NVIDIA is seeking a Capacity Operations Manager to coordinate the development and improvement of High Performance Computing (HPC) clusters, focusing on GPU capacity and compute resources across cloud platforms. The role involves designing and managing data models, reporting platforms, and automation solutions to support governance and strategic capacity decisions. Key responsibilities include assessing requirements, identifying performance bottlenecks, driving infrastructure resource efficiency, and developing tools for cloud infrastructure and analytics, potentially using AI techniques.

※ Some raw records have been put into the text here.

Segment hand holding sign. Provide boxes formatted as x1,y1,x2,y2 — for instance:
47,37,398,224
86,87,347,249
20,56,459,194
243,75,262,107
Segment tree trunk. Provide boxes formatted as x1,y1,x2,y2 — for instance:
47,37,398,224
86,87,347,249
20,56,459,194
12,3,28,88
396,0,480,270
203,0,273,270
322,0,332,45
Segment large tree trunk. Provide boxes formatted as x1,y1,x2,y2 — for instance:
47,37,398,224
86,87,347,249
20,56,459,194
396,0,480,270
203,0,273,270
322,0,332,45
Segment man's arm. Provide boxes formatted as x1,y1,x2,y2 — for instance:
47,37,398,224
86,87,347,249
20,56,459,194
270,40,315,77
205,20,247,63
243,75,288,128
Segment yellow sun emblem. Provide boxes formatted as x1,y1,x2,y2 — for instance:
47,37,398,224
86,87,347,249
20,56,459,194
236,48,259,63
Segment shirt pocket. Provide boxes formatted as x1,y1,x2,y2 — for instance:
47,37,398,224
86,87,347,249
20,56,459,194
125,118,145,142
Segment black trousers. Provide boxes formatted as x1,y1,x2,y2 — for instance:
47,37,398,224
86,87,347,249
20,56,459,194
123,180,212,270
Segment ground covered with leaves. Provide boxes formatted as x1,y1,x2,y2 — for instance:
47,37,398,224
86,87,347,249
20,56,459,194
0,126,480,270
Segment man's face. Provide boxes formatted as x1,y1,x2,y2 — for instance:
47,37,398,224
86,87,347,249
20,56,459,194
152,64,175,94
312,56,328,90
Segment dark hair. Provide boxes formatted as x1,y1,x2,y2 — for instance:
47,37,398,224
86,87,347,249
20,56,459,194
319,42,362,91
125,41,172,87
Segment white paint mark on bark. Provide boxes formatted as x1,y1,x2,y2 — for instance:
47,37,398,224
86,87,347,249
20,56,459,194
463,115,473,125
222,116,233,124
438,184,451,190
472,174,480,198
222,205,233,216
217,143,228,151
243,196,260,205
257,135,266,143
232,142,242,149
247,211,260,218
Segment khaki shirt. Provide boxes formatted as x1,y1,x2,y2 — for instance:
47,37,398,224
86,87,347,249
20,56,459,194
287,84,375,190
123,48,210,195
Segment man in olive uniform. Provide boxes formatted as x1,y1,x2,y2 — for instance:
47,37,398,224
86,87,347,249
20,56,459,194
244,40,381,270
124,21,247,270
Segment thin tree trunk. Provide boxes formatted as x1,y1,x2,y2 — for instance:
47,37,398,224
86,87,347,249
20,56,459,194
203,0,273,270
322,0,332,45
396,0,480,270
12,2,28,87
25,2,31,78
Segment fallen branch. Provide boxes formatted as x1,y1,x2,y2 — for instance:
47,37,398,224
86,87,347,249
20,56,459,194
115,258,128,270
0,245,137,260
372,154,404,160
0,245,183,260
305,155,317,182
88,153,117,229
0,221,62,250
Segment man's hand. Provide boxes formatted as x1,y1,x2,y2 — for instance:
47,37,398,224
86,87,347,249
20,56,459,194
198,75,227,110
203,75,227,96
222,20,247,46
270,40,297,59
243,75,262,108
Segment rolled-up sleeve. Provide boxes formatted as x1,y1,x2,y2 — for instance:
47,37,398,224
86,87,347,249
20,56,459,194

The role requires collaboration with engineering, finance, and product teams to align capacity management with company goals and ensure customer satisfaction.

What you'd actually do

  1. Coordinate the development of High Performance Computing (HPC) clusters, collaborating closely with internal and external engineering teams.
  2. Direct and improve GPU capacity and additional compute resources across diverse cloud service platforms to satisfy rising needs and secure efficient deployment.
  3. Design, improve, and manage data models, reporting platforms, data automation solutions, dashboards, and performance measures that back NVIDIA Infrastructure governance programs and strategic capacity decisions.
  4. Assess the technical and business requirements for GPU capacity and other compute resources from different internal and external groups.
  5. Identify performance bottlenecks in day-to-day usage of compute resources and collaborate with relevant infrastructure teams to resolve them.

Skills

Required

  • Bachelor's or Master's degree in Computer Science, Software Engineering, or a related field, or equivalent experience.
  • 8+ years of overall experience in cloud computing, specifically in managing or using GPU capacity for high performance computing.
  • Strong technical proficiency in cloud architecture, development and deployment, and managing large data sets.
  • Experience with command line interfaces and shell scripting languages.
  • Comprehensive knowledge of cloud service models (IaaS, PaaS, SaaS) and cloud infrastructure technologies.
  • Practical experience with Cloud Service Providers including AWS, Azure, GCP, and OCI is essential.
  • Demonstrated experience in bringing to bear AI tools and techniques to extract useful signals and insights from data, specifically to improve resource usage and automation.
  • Deep knowledge and active use of statistical modeling and machine learning approaches for boosting operational efficiency and supporting strategic capacity decisions.
  • Understanding of analytics, statistical modeling, and machine learning methodologies.
  • Strong communication and relationship-building skills, with the ability to work well across different departments and contribute to strategic decisions.
  • Self-starter, self-motivated, focused, and self-sufficient, with a willingness to learn new challenges and adapt quickly in a dynamic environment.
  • Ability to operate effectively amidst uncertainty and rapidly changing business conditions, with an agile approach and a commitment to ongoing improvement.

Nice to have

  • A proven record of large-scale computing operations and planning is a plus.

What the JD emphasized

  • Proven record of large-scale computing operations and planning is a plus
  • Demonstrated experience in bringing to bear AI tools and techniques to extract useful signals and insights from data, specifically to improve resource usage and automation.
  • Deep knowledge and active use of statistical modeling and machine learning approaches for boosting operational efficiency and supporting strategic capacity decisions.